The difficulty in defining virtual/crypto-currencies and its accompanying challenges has been beautifully captured by the prolific raconteur Justice V. Ramasubramanian in a recent judgment examining the validity of the RBI’s position in respect of virtual currencies, as:
“Any attempt to define what a virtual currency is, it appears, should follow the Vedic analysis of negation namely “neti, neti”. Avadhuta Gita of Dattatreya says, “by such sentences as ‘that thou are’, our own self or that which is untrue and composed of the 5 elements, is affirmed, but the sruti says ‘not this not that’.” The concept of Neti Neti is an expression of something inexpressible, but which seeks to capture the essence of that to which no other definition applies.”

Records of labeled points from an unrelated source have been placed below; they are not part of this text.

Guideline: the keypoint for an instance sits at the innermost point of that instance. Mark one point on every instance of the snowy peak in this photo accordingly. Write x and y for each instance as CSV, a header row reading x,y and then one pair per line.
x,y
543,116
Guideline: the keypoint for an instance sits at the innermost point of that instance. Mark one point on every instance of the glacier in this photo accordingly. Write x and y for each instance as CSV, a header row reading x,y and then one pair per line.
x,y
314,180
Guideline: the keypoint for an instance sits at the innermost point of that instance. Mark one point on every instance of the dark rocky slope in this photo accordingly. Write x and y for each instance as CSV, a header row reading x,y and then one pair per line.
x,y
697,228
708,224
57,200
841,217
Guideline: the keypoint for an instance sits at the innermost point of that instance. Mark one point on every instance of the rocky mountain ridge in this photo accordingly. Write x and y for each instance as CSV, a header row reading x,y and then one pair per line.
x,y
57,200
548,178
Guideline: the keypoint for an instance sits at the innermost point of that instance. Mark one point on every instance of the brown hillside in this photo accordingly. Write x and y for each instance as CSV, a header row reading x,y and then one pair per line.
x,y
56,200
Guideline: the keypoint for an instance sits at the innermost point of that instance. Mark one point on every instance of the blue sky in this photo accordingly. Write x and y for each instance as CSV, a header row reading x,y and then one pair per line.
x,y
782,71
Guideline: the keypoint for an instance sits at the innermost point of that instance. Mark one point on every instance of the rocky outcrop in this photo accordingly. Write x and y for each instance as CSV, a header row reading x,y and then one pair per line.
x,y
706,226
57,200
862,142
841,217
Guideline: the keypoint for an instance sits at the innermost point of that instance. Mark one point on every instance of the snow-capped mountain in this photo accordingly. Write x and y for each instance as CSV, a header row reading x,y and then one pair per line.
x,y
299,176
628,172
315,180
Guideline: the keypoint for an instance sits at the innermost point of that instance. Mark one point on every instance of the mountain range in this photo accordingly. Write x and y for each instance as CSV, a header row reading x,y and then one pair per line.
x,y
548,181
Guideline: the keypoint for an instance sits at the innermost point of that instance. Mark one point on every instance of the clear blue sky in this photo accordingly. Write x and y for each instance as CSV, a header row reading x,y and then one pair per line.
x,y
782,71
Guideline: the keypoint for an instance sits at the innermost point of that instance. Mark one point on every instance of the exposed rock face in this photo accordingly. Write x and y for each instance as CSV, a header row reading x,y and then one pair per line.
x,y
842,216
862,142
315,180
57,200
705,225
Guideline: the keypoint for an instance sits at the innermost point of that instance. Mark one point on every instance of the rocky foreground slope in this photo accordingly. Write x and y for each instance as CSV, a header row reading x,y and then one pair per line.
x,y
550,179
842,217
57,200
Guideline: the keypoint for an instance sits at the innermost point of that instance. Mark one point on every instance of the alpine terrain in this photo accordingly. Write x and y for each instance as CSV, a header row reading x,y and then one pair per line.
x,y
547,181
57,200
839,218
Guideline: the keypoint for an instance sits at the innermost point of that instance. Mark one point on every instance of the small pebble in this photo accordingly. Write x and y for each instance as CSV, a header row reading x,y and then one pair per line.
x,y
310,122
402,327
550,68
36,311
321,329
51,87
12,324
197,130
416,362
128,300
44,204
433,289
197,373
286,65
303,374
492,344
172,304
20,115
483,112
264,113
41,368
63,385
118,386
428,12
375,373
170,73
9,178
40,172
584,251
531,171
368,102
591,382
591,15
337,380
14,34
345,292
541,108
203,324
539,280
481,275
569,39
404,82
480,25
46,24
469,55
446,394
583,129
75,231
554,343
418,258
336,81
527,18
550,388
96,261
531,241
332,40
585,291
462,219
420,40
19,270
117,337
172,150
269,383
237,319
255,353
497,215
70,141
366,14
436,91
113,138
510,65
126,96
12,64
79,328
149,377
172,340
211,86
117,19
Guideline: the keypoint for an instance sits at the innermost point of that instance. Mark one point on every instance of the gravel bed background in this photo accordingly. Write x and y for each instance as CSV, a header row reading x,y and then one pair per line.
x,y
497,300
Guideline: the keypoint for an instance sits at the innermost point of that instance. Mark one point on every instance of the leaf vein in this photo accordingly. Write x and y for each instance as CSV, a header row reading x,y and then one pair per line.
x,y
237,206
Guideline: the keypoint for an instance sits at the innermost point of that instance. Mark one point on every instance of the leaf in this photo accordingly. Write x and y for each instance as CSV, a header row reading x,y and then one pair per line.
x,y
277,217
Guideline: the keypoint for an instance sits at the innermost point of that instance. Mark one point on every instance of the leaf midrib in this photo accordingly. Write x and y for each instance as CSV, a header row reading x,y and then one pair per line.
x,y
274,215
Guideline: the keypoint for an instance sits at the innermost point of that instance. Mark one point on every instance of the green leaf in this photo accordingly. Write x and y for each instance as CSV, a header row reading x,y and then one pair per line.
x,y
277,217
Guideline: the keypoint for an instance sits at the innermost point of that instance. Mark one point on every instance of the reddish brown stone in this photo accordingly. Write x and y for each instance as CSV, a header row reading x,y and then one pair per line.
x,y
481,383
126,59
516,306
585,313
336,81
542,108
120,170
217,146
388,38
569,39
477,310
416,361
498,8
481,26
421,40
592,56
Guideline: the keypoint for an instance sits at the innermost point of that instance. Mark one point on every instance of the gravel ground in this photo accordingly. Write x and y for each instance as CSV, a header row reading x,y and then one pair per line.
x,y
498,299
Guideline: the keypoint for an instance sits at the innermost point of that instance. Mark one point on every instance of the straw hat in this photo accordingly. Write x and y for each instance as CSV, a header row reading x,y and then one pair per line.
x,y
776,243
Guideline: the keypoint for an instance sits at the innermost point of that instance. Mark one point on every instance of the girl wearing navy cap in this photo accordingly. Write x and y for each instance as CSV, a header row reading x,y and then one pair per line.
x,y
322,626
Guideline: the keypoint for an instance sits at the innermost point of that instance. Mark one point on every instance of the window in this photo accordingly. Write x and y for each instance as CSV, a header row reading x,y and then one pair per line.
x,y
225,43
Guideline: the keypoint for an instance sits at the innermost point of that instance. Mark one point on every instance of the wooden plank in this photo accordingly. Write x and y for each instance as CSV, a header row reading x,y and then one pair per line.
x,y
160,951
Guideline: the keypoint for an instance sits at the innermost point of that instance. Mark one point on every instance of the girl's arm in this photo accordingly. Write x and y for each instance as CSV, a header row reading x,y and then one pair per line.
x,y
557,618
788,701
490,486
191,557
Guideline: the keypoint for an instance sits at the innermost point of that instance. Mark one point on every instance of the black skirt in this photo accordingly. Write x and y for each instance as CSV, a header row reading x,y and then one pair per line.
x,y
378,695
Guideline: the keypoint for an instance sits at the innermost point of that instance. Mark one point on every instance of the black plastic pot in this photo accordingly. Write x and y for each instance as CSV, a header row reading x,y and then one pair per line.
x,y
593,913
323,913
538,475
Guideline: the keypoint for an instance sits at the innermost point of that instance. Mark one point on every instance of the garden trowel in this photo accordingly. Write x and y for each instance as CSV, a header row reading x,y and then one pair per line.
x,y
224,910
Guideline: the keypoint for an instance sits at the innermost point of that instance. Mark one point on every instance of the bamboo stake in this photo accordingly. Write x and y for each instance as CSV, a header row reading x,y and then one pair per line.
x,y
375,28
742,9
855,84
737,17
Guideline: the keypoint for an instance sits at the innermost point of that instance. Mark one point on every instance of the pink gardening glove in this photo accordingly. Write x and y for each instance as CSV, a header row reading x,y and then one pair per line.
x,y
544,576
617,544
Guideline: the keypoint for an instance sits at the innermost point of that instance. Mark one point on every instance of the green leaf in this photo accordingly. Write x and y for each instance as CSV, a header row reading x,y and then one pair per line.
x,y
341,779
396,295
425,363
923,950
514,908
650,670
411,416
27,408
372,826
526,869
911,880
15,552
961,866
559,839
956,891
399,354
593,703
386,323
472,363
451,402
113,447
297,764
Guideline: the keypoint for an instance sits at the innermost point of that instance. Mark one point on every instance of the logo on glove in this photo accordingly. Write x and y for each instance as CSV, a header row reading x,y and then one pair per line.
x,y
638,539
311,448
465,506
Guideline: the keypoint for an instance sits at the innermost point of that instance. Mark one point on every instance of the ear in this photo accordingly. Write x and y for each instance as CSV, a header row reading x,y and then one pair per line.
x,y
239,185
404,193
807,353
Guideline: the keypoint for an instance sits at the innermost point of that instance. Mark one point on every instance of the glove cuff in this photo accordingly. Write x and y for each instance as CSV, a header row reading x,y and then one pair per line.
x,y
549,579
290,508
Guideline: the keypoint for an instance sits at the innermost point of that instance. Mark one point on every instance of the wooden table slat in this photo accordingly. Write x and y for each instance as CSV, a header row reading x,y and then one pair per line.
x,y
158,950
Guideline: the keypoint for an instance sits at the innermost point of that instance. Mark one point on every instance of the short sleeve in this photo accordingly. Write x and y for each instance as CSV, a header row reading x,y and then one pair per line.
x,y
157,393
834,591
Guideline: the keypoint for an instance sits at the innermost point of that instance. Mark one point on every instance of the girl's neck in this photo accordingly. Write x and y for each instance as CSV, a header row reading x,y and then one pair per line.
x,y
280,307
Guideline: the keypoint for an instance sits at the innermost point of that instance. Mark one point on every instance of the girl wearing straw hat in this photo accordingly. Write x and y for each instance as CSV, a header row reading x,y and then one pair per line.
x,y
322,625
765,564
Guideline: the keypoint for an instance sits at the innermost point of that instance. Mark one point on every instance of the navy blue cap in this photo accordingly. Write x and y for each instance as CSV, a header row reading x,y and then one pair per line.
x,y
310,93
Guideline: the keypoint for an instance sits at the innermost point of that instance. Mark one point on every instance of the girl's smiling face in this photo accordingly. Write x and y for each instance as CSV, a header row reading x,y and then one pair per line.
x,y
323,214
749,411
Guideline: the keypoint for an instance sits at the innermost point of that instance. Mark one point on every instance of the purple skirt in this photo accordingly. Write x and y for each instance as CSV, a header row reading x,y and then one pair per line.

Thereafter, the judgment goes on to capture the history of crypto-currencies with a focus on bitcoin, to highlight the absence of any central ownership/agency for such currency. Rather, the judgment highlights the repository of the currency being a communal database of all users of the virtual currency, which is in-turn, called a blockchain. This blockchain verifies and enables transaction related to or using crypto-currencies.
The concept of crypto-currencies has advanced considerably in the last decade. From bitcoins were spawned “alt-coins”, which represented alternatives of varying degrees. Predominant amongst these are blockchains such as Factom which provide different means of generating crypto-currency. This gets even more complex with new generation blockchains such as Neo and Ethereum, which allow for building applications on blockchains, leading to cutting-edge technology such as smart contracts that uses blockchain for verifying transactions. There is also an exchange involved, which is typically used to verify and complete these transactions.
The central theme in all these rather bewildering technologies is the absence of any central control or ownership. This creates rather peculiar difficulties in identifying the ownership of these currencies/blockchains for trademark purposes. Trademark law is premised on “one mark, one source”, which appears at odds with the disparate nature of blockchain technology. Since no individual/entity can claim ownership/responsibility, there appears to be no possibility to protect any intellectual property in community-based blockchains. The immediate question that comes in response to this line of thinking is the requirement of trademark protection, given the community based use worldwide. This is best reflected in the outcry in the United Kingdom when an entity registered the term ‘Bitcoin’ and attempted to enforce the same. The absence of any trademark in other countries, including the United States of America was highlighted in the vociferous protest to the trademark.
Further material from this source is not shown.